DATA 2020: Statistical Learning (Spring, 1 credit)
A modern introduction to inferential methods for regression analysis and statistical learning, with an emphasis on application in practical settings in the context of learning relationships from observed data. Topics will include basics of linear regression, variable selection and dimension reduction, and approaches to nonlinear regression. Extensions to other data structures such as longitudinal data and the fundamentals of causal inference will also be introduced. At the end of the course, students will be able to (1) describe the statistical underpinnings of regression-based approaches to data analysis, (2) use R to implement basic and advanced regression analysis on real data, (3) develop written explanations of data analyses used to answer scientific questions in context, and (4) provide a critical appraisal of common statistical analyses, including choice of method and assumptions underlying the method.
DATA 2040: Deep Learning and Special Topics in Data Science (Spring, 1 credit)
A hands-on introduction to neural networks, reinforcement learning, and related topics. Students will learn the theory of neural networks, including common optimization methods, activation and loss functions, regularization methods, and architectures. Topics include model interpretability, connections to other machine learning models, and computational considerations. Students will analyze a variety of real-world problems and data types, including image and natural language data.
DATA 2080: Data and Society (Spring, 1 credit)

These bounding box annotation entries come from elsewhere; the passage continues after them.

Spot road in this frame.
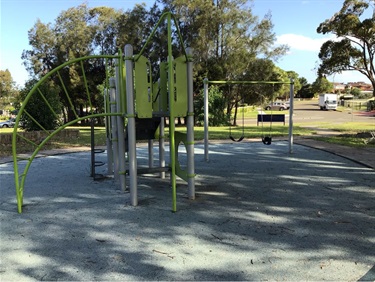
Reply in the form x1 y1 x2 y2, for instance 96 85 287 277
245 100 375 125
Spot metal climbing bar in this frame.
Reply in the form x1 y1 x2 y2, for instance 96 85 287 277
38 88 58 118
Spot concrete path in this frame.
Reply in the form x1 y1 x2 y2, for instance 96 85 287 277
0 140 375 281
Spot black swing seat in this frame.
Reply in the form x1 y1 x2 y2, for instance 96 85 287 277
262 136 272 145
229 135 245 142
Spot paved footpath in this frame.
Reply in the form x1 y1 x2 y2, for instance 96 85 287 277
0 142 375 281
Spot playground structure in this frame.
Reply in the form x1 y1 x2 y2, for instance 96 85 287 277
203 78 294 162
12 13 195 213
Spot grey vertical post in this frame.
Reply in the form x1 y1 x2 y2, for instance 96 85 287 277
186 48 195 199
148 139 154 168
288 78 294 154
124 44 138 206
116 64 126 191
203 78 209 162
104 88 113 175
159 117 165 179
109 77 119 180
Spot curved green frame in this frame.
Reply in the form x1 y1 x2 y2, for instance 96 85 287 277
12 53 125 213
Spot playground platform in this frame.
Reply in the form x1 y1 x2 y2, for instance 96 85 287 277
0 139 375 281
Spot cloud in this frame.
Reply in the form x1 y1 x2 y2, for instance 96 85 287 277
276 33 335 52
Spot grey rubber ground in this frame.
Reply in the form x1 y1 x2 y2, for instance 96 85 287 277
0 141 375 281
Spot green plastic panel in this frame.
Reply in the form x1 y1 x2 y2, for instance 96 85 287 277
175 56 188 117
158 62 169 112
134 56 152 118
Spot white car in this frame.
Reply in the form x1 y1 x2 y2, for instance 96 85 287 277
0 118 16 128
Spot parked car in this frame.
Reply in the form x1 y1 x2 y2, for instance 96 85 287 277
265 102 289 111
0 118 16 127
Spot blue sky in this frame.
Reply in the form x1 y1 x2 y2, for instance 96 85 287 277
0 0 369 86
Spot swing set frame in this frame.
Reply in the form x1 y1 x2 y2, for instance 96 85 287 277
203 78 294 162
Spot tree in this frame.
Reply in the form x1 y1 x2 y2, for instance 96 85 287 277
18 80 62 131
317 0 375 96
160 0 288 124
0 69 18 109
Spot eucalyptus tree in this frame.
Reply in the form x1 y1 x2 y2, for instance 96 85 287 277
159 0 287 122
0 69 19 110
317 0 375 96
22 4 121 121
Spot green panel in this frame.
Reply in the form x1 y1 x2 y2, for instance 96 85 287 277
159 62 168 112
134 56 152 118
172 56 188 117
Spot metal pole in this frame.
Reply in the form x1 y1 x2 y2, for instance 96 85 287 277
125 44 138 206
90 118 95 176
116 60 126 191
203 78 209 162
289 78 294 154
104 88 113 175
159 117 165 179
148 139 154 168
186 48 195 200
109 77 119 180
168 13 177 212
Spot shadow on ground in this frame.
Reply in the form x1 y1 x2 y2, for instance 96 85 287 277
0 142 375 281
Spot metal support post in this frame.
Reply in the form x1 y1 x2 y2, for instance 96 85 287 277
116 61 126 191
124 44 138 206
109 77 119 180
159 117 165 179
104 88 113 175
203 78 209 162
186 48 195 200
288 78 294 154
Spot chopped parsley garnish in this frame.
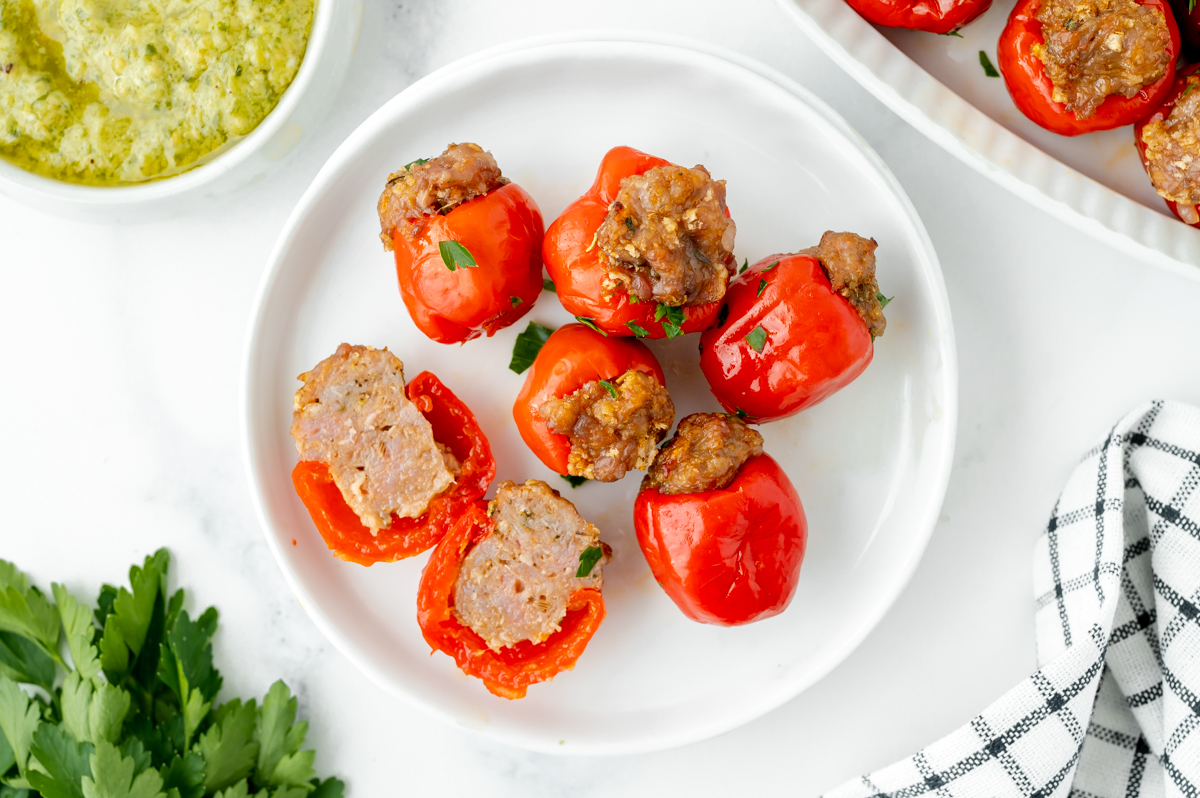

A course on the social, political, and philosophical issues raised by the theory and practice of data science. Explores how data science is transforming not only our sense of science and scientific knowledge, but our sense of ourselves and our communities and our commitments concerning human affairs and institutions generally. Students will examine the field of data science in light of perspectives provided by the philosophy of science and technology, the sociology of knowledge, and science studies, and explore the consequences of data science for life in the first half of the 21st century.
DATA 2050: Data Practicum (Can be done anytime, 1 credit)
Students work with a practicum supervisor in industry (typically during an internship) or an academic researcher (typically as part of an ongoing research program) and solve a real-world data problem which exercises the skills developed in the program. Students will submit a proposal, weekly status reports, and a final paper and presentation. To receive credit the project must entail at least 180 hours of work and typically takes between 5 and 12 weeks to complete.